Will the government shutdown end soon with a grand bargain between Democrats and Republicans that trades wall money for the legalization of the Dreamers? Dream on. President Trump sent out an email today in which he called for an ‘agreemnet’ to occur that would ensure the construction of a wall ‘immediatly.’ The typographical errors were no accident but symptomatic of a derelict White House that seeks to substitute showmanship for substance.
Yesterday it was the bogus news conference at the White House with various glabrous fellows from immigration and border control services who were trotted out to testify to their fealty to Trump. One after another, they blubbered about how important Trump and his wall were to them. Then Trump, his orange-hued face glowing more radiantly than ever, hustled them out and refused to answer any questions from the duped press corps. His only mantra is that he’s never witnessed such support for a wall. After meeting with Trump today, Senate Minority Leader Chuck Schumer says that the president asserted he was prepared to keep the government closed for ‘months or even years.’ Trump himself threatened to invoke emergency powers to build a wall.

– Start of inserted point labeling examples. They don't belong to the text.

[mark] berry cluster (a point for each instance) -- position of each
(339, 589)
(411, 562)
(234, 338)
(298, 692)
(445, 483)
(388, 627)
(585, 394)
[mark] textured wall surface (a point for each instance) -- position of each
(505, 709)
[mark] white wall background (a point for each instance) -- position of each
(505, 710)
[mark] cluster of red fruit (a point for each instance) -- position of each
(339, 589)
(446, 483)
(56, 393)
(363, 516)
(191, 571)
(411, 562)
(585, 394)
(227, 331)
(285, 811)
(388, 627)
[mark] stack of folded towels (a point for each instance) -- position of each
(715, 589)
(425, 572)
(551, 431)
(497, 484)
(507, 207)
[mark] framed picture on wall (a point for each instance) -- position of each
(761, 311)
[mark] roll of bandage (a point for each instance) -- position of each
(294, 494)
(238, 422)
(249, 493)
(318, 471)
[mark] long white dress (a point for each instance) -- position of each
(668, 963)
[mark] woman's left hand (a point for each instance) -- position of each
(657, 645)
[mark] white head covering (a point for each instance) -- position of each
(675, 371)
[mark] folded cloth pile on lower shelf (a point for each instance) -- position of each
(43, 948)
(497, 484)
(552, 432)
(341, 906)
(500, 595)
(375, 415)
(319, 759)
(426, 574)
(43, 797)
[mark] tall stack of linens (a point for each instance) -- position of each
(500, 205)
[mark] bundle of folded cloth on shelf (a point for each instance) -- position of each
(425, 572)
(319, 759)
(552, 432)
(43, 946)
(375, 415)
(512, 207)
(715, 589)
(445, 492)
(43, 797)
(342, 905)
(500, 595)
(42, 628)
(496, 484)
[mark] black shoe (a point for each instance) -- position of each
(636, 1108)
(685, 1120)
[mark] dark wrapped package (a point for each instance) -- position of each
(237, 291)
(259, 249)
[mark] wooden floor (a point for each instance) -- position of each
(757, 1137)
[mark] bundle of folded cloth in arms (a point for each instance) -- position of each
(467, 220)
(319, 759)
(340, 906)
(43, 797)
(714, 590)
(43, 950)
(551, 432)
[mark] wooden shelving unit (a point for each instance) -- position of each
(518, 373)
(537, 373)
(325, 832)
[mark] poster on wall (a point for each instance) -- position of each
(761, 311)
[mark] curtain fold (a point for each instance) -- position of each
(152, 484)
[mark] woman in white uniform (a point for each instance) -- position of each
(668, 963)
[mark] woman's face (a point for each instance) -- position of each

But already some Republicans are starting to crack. Two senators, Cory Gardner and Susan Collins, both of whom are up for reelection in 2020, are calling for funding the federal government and considering the issue of a wall separately even as Senate Majority Leader Mitch McConnell continues to, well, stonewall. McConnell apparently views the Senate as an appendage of the White House, refusing to consider passing legislation that might sustain a presidential veto. A new report in the Washington Post that senior Trump officials, including vice-president Mike Pence, are slated to receive a $10,000 raise next week is unlikely to strengthen the Republican case for stiffing federal workers.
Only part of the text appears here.